Researching and reaping the rewards
One company that has benefitted from the S11D incentive is LAWTrust, a specialist cybersecurity company that provides digital trust services. “R&D is critical in our space as the cybersecurity area is very dynamic,” says CIO Katekani Hlabathi. “New threats emerge constantly and we need to keep up with all the changes brought about by persistent and sophisticated attacks and external events. R&D is the enabler of innovation, enabling us to focus on creating new ways of serving our customers by continuously improving our product offering.”
After one of LAWTrust’s sister companies used the S11D incentive scheme in the past for their development efforts in the field of electronic design and manufacturing, they approached Catalyst to assist them with their application, which Hlabathi describes as intensive. “We had to satisfy the following main criteria: It has to be a scientific or technological project. There must be an uncertainty of a scientific or technological nature that needs to be solved. We needed to demonstrate a clear, significant or innovative improvement that the project aims to achieve, which must be an improvement or innovation to existing scientific knowledge.”
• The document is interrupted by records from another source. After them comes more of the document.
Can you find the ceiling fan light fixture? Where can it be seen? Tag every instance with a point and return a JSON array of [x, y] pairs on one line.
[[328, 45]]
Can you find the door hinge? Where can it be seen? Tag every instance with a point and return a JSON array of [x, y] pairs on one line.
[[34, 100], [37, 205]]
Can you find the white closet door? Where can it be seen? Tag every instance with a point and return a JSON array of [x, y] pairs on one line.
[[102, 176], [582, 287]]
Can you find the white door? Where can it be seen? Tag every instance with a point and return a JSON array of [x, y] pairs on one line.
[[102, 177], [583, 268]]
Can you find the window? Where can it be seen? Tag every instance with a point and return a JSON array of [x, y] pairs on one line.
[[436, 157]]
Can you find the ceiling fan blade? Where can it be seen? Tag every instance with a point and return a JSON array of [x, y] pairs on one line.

Hlabathi advises prospective applicants to employ a professional services company to help them navigate the complexities of the application. “They should also ensure that the incentive is going towards research that will benefit the company and larger society as a whole. There’s a lot of reporting expected as well, so they should keep accurate records of their research and development activities.”
Hlabathi says the tax savings have allowed the company to put more funds into the developmental side of things, and more time into researching more innovative solutions.
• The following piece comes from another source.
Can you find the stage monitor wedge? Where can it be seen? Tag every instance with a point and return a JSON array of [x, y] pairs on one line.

Companies interested in taking advantage of the S11D incentive should get their applications in as soon as possible. “When government promulgates such an incentive, it usually comes with a sunset clause: a projected end date,” explains Shein. “That date is 30 September 2022.”
Shein adds that there’s much debate going on among users, consultants, and SARS and the DSI around analysing the benefits of the incentive. “Our view is that this is South Africa’s only innovation-focused tax incentive, so it’s fundamental to our innovation landscape.”
He says there’s a lot of innovation in this country that people don’t necessarily know about. “Several companies claiming the incentive are doing cutting-edge research – growing drought- and disease-resistant crops, for example. We fear that without the incentive, there will be a massive decline in the amount of innovation that takes place here. That could be to the long-term detriment of our economy.”
The 2021 Budget Review states that the R&D tax incentive will be reviewed, says Wolmarans. “National Treasury and the DSI will soon publish a discussion paper inviting public comment on the future of the incentive to be followed by a public workshop. We encourage all those who are interested to provide comments once it is published.”